民丰里又亮起几盏灯,有人把头探出窗外,朝门洞这边看。少军垂着头沮丧地站在梧桐树下,朝树干踢了一脚,梧桐树叶便簌簌地响,猛地看见一条黑影长长地投过来,少军侧脸一望,是小韩叉着腰站在他家门前。
讨厌,下次再偷看我揍你。小韩说。
少军知道他在骂自己,想想突然觉得委屈,便扯着嗓子对那边喊,讨厌,谁偷了我的兔子?
花匠
花匠在民丰里住了二十年,开始他是仍然种着花的,门前几盆石榴和海棠,窗下一畦瓜叶菊,在远离小屋的大门洞后还植了一片串串红和太阳花。但是那些花很快被孩子们随手摘下,放在鼻孔下闻一闻,然后就扔掉了,剩下的花枝即使被孩子们遗漏,但最终也被大人们的自行车压坏挤死了。要知道民丰里住了十一户人家,他们都习惯于在共用的空间堆放该放的东西,或者是不该放却也不该扔的东西,譬如箩筐、腌菜缸、木柴堆和锈蚀的痰盂,他们觉得花匠的花不该来占地方。花匠有一天修剪着石榴的乱枝,剪下一枝,朝民丰里四下望望,又剪下一枝,在手里捻着,突然叹了口气,把大剪刀对准了石榴的根部,咬紧牙剪下去,咯嗒一声,那棵正开着花的石榴就斜仆在地上了。

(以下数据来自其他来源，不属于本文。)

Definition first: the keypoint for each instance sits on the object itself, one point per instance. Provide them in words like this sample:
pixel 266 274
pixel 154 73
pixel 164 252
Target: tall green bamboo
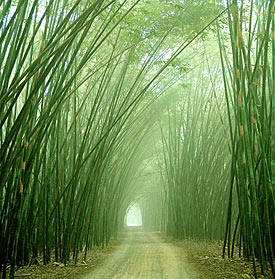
pixel 249 85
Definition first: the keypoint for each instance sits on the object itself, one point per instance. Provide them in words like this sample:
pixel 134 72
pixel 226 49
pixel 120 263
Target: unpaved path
pixel 144 255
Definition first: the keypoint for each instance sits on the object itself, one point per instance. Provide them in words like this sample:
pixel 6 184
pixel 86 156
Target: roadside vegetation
pixel 106 103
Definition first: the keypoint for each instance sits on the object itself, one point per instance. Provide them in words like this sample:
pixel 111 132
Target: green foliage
pixel 249 87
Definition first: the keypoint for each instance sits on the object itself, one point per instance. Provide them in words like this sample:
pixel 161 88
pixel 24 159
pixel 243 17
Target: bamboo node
pixel 238 73
pixel 21 188
pixel 253 120
pixel 239 100
pixel 241 130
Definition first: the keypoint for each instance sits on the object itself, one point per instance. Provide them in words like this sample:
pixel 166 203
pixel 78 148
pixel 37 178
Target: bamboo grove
pixel 94 118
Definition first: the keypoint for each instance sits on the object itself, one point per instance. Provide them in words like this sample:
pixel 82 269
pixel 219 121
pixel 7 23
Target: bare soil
pixel 138 254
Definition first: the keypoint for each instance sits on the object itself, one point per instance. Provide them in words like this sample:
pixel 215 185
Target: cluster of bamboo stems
pixel 196 160
pixel 249 78
pixel 67 99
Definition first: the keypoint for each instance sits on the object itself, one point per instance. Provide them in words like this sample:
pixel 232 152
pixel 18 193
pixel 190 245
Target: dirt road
pixel 144 255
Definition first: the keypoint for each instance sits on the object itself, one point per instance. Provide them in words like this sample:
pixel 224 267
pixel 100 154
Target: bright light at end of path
pixel 133 216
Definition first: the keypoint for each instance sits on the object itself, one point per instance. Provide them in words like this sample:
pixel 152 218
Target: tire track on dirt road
pixel 146 256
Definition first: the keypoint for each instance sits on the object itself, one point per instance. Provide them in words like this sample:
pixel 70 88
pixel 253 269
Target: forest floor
pixel 138 254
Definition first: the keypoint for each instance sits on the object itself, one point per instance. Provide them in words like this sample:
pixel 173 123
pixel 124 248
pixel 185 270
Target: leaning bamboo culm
pixel 196 160
pixel 249 78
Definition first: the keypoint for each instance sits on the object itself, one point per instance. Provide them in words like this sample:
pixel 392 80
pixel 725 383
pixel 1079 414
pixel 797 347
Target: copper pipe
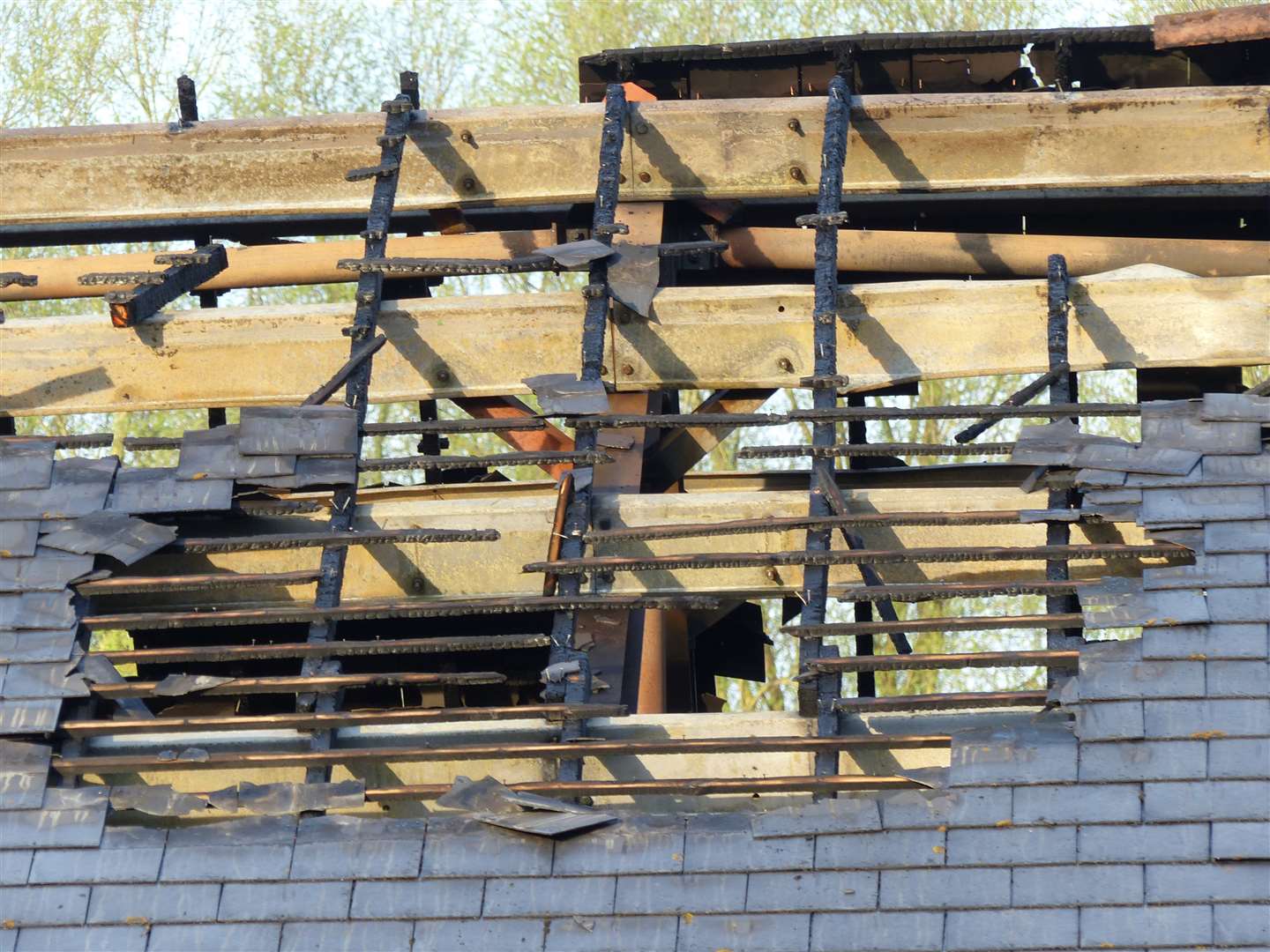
pixel 288 686
pixel 1000 256
pixel 684 787
pixel 947 661
pixel 265 265
pixel 115 763
pixel 563 495
pixel 328 721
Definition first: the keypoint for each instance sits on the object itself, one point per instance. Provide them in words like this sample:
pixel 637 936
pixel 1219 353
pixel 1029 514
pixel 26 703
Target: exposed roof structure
pixel 334 616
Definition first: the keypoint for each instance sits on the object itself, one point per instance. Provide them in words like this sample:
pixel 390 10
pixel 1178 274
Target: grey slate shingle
pixel 1145 761
pixel 648 933
pixel 1206 800
pixel 1143 844
pixel 1011 845
pixel 691 893
pixel 1241 926
pixel 471 848
pixel 1206 882
pixel 1241 841
pixel 84 938
pixel 423 899
pixel 635 845
pixel 1077 885
pixel 779 932
pixel 938 889
pixel 1011 928
pixel 1087 802
pixel 385 936
pixel 45 905
pixel 585 895
pixel 215 937
pixel 877 851
pixel 161 903
pixel 723 843
pixel 481 934
pixel 865 932
pixel 283 902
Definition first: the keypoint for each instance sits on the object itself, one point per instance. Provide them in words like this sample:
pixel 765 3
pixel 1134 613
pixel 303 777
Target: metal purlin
pixel 369 297
pixel 827 219
pixel 576 688
pixel 1062 390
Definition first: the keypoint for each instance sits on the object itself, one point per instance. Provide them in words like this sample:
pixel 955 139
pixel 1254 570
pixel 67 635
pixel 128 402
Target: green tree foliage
pixel 88 61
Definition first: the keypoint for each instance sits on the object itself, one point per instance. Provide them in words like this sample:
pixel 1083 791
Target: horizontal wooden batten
pixel 504 750
pixel 473 570
pixel 713 149
pixel 707 338
pixel 332 721
pixel 265 265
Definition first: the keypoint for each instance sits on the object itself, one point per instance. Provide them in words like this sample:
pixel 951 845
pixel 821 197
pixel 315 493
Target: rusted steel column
pixel 1005 256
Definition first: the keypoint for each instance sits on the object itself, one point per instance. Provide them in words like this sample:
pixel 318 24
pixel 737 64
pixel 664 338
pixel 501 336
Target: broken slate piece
pixel 1177 424
pixel 18 539
pixel 178 684
pixel 46 571
pixel 213 455
pixel 540 822
pixel 36 645
pixel 1237 407
pixel 303 430
pixel 576 253
pixel 563 394
pixel 37 609
pixel 79 487
pixel 634 276
pixel 310 471
pixel 1131 458
pixel 158 490
pixel 116 534
pixel 156 801
pixel 279 799
pixel 26 464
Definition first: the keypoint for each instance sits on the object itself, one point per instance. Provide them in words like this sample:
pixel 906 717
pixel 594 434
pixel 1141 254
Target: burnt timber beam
pixel 265 265
pixel 707 338
pixel 469 569
pixel 1000 256
pixel 995 141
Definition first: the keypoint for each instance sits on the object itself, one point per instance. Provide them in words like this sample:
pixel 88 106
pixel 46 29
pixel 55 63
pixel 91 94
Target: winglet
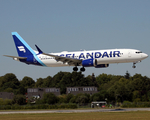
pixel 39 50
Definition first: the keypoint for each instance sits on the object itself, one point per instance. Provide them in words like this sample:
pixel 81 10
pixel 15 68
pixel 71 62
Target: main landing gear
pixel 81 69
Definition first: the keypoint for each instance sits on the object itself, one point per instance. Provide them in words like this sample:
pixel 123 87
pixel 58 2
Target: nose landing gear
pixel 81 69
pixel 75 69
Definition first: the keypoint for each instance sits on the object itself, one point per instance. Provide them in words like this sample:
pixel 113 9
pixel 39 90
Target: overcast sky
pixel 71 25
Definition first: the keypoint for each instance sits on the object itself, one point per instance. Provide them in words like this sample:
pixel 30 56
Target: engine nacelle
pixel 89 63
pixel 93 62
pixel 102 66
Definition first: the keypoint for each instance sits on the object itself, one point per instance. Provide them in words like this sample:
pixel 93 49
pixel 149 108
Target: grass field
pixel 140 115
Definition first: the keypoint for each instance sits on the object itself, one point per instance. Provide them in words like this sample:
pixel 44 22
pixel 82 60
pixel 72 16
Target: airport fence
pixel 127 104
pixel 41 106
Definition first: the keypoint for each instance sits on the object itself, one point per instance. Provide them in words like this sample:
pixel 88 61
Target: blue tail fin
pixel 22 47
pixel 24 50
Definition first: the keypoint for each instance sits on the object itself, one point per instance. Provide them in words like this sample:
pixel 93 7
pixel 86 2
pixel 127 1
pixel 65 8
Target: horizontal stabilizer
pixel 39 50
pixel 16 57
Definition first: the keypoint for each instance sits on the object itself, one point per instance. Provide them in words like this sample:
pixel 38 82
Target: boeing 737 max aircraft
pixel 93 58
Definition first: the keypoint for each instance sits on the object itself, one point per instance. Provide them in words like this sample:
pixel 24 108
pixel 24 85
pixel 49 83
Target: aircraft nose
pixel 145 55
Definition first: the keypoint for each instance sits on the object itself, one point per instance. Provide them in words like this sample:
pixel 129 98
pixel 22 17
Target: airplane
pixel 92 58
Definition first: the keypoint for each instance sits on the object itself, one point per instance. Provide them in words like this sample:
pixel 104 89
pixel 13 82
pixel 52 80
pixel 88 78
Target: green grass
pixel 140 115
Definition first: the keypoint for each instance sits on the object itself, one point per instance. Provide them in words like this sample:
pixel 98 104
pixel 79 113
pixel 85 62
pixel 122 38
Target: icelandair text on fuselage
pixel 93 55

花匠后来就不种花了,只有一盆白色的月季时常出现在他的窗台上。遇到阳光温煦的日子,他把月季抱出来,有人凑过去看花的时候,花匠就凑过来看你,看你的手。花匠的眼睛告诉看花的人,不要碰我的花。
民丰里的人们不爱花匠的花,但是对于他的履历却是充满了好奇心,花匠到底姓王还是姓黄?花匠退休前在水泥厂当工人还是种花?人们一知半解,但是花匠年轻时候在军阀郑三炮家里的那段往事,就像一支琅琅上口的民谣,多年来已经在民丰里流传得家喻户晓了。
花匠当年是被郑三炮抽了一百鞭以后扔出郑家花园的。郑三炮是个冷血魔王,杀人不眨眼,一般说来他打人杀人不要什么理由,但鞭逐花匠?